Life has been a bit hectic for me lately, and finding time to cook anything more than the basics has been a little difficult.
This past weekend, I spent quite a bit of time in the kitchen, as did my husband. He often cooks on Saturday before I go to work for the evening and he does the wonderful task of grocery shopping for me as well.
I got very lucky in the husband department I think. He isn't afraid of housework and often does the laundry and does very good basic cooking. Usually, he makes things like burgers and fries, homemade pizza, spaghetti or boxed meals like Hamburger Helper which aren't really going to win any cooking contests, but they certainly are better than nothing at all or a cold sandwich when I'm in a bind for time.
He also makes the best scrambled eggs ever. His are even better than mine I think, so he often handles breakfast on Sunday mornings for the family and wakes me to a fresh cooked breakfast after working late the night before.
He also does a great job grocery shopping. He always follows the list and pays attention to my recipes and usually will add things if I forgot something.
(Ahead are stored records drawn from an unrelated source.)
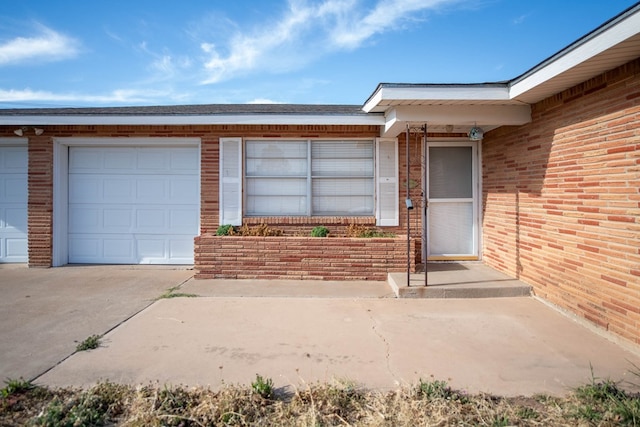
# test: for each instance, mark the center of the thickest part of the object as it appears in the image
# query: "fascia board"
(249, 119)
(463, 114)
(577, 55)
(438, 93)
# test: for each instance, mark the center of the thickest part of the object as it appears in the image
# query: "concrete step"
(458, 280)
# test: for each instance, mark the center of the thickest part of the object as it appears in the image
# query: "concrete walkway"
(507, 346)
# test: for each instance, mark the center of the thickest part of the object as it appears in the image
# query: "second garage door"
(133, 205)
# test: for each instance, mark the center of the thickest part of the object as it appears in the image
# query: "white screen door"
(452, 213)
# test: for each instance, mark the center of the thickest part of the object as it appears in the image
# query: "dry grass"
(430, 403)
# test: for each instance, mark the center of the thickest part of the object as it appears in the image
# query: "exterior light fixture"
(23, 129)
(476, 133)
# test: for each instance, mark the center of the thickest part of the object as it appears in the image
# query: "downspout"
(409, 207)
(425, 204)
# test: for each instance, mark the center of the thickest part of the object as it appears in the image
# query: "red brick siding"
(40, 201)
(329, 258)
(40, 219)
(561, 200)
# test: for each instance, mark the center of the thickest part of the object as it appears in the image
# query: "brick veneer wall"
(40, 181)
(562, 200)
(238, 257)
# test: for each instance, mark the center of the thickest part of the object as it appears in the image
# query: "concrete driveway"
(295, 333)
(44, 313)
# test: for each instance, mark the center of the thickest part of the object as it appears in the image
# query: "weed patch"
(90, 343)
(431, 402)
(171, 293)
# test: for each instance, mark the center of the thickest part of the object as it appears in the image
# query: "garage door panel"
(140, 205)
(151, 220)
(119, 190)
(182, 220)
(13, 203)
(183, 190)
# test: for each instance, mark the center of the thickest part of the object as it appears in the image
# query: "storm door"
(452, 222)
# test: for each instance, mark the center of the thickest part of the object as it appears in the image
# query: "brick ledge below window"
(310, 220)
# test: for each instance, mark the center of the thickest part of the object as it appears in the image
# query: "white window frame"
(310, 178)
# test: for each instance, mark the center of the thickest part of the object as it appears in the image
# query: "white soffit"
(388, 95)
(460, 117)
(608, 47)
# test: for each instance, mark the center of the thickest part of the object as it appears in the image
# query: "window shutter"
(230, 181)
(387, 211)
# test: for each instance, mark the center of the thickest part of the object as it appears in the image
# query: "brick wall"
(328, 258)
(40, 201)
(40, 217)
(561, 200)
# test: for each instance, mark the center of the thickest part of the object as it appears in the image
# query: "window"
(306, 178)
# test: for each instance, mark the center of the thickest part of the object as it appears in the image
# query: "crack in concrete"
(387, 346)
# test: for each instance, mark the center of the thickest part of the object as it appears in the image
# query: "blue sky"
(76, 53)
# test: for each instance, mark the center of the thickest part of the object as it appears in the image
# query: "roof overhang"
(490, 105)
(614, 43)
(222, 119)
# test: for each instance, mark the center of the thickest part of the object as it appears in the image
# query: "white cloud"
(263, 101)
(47, 46)
(308, 30)
(120, 96)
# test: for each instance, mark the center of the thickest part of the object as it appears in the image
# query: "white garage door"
(13, 204)
(133, 205)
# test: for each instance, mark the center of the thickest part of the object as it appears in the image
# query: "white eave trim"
(248, 119)
(577, 54)
(433, 93)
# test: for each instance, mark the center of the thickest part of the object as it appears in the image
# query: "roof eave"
(175, 120)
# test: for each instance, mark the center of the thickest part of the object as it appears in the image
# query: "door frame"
(477, 198)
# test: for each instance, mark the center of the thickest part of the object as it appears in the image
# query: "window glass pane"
(451, 228)
(342, 196)
(277, 178)
(342, 158)
(273, 196)
(276, 158)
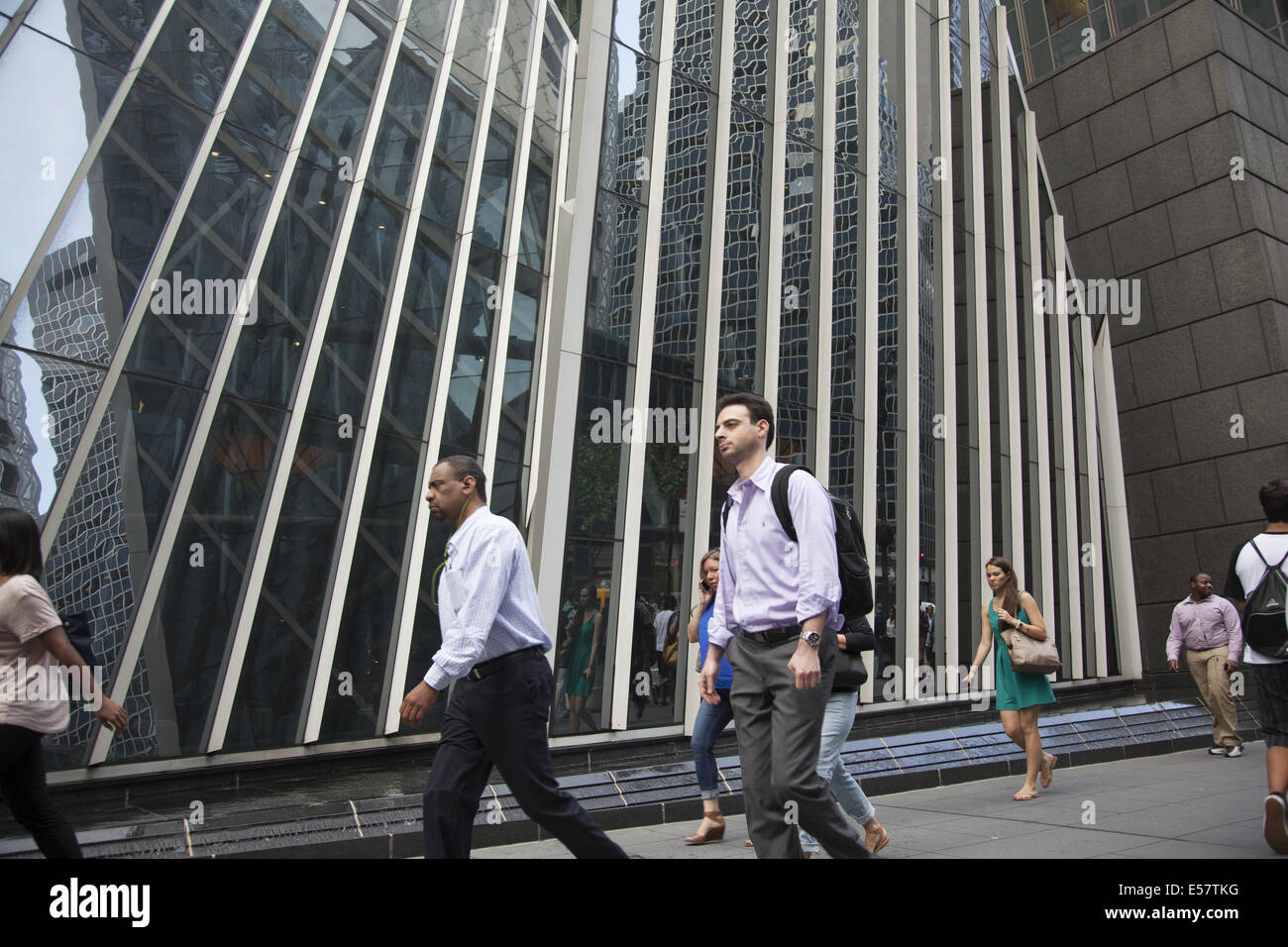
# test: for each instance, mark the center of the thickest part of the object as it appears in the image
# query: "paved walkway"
(1183, 805)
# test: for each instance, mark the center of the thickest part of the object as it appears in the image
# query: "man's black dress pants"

Because I work late at night and my husband works days, he usually shops while I'm still in bed on Saturday mornings. Actually, he shops when most people are in bed I think because he usually goes between 6 and 7 a.m.
The problem with that time of day is that if he goes to our local grocery store they are not a 24-hour store. They open at 6 a.m., but the deli does not really get things going until after he is already home from the store and putting things away. This only becomes a problem when I need something specifically from the deli.
Not long ago, I received a cookbook in the mail, it is one that a company publishes new versions of each year, and I purchase a copy of every year. I absolutely love the recipes and usually mark several pages to try out.
One was a recipe for a chicken dish containing deli made rotisserie chicken. Since my husband shops so early in the morning, the deli hadn't even begun to cook the fresh chicken for the day. Instead, he purchased raw skinless, boneless chicken tenders. His theory was that I could probably still make the dish with them. He also did not purchase precooked bacon, which the recipe also called for but bought fresh bacon. I didn't mind that really because I'm not a big fan of precooked bacon anyway.
My problem, though, was how to make the skinless chicken tenders taste like rotisserie chicken with just the spices I had at home. I was quite annoyed at first but thought I could salvage things. So I got on the Internet and started looking up homemade rotisserie seasoning recipes.
I checked out several recipes and saw a common theme among them and then wrote my own pooling the ideas I had found.
My only problem is that I did too good of a job, because now my family would rather have my homemade recipe than ever eat a rotisserie chicken from the deli again. I might have defeated myself a little bit there, but it isn't that much extra work and the results are better to me. No tough skin and less grease, plus no dark meat that will be picked over or left over.
Since the recipe in question was published in a major brand name cookbook and doesn't belong to me, I cannot share it here but I can share my recipe for homemade rotisserie chicken seasoning. You can use it like I did on boneless chicken tenders, cut them up and mix them with a bit of mayonnaise and have a very good chicken salad for sandwiches, use them in a salad with fresh veggies or serve them as tenders with rice and steamed or roasted vegetables. The cookbook if you have it though is the Pillsbury Annual Recipes 2008, the recipe is Cheesy Chicken Oven Fries.
Tam's Rotisserie Seasoning
4 teaspoons salt
2 teaspoons paprika
1 teaspoon onion powder
1 teaspoon garlic powder
1 /2 teaspoon pepper
1 rounded teaspoon dried thyme
1/ 4 cup extra virgin olive oil
Note: This amount works for about 2 to 2 and a half pounds of skinless boneless chicken tenders or breasts. If you are using breasts, pound them out so that they will cook evenly in the oven.
Preheat oven to 350. Mix all the dry ingredients in a small bowl. Wash and pat dry the chicken with paper towels. Line a baking sheet with foil and then coat each chicken tender or breast with the oil. I tend to do this in a large bowl and just stir them all around until they are all coated. Lay them out on the baking sheet and sprinkle with the seasoning mix on both sides. I just use a spoon to do this but you can use a spare spice shaker as long as the openings are large enough for the dried thyme to pass easily through them. Once coated, place uncovered in the preheated 350 degree oven and bake for 18 to 30 minutes, be sure to check them at about 18 minutes and adjust the time as needed to cook the chicken until completely white inside and juices run clear.
You can also cook the breasts or tenders on the grill or use the seasoning on a whole chicken and bake or grill.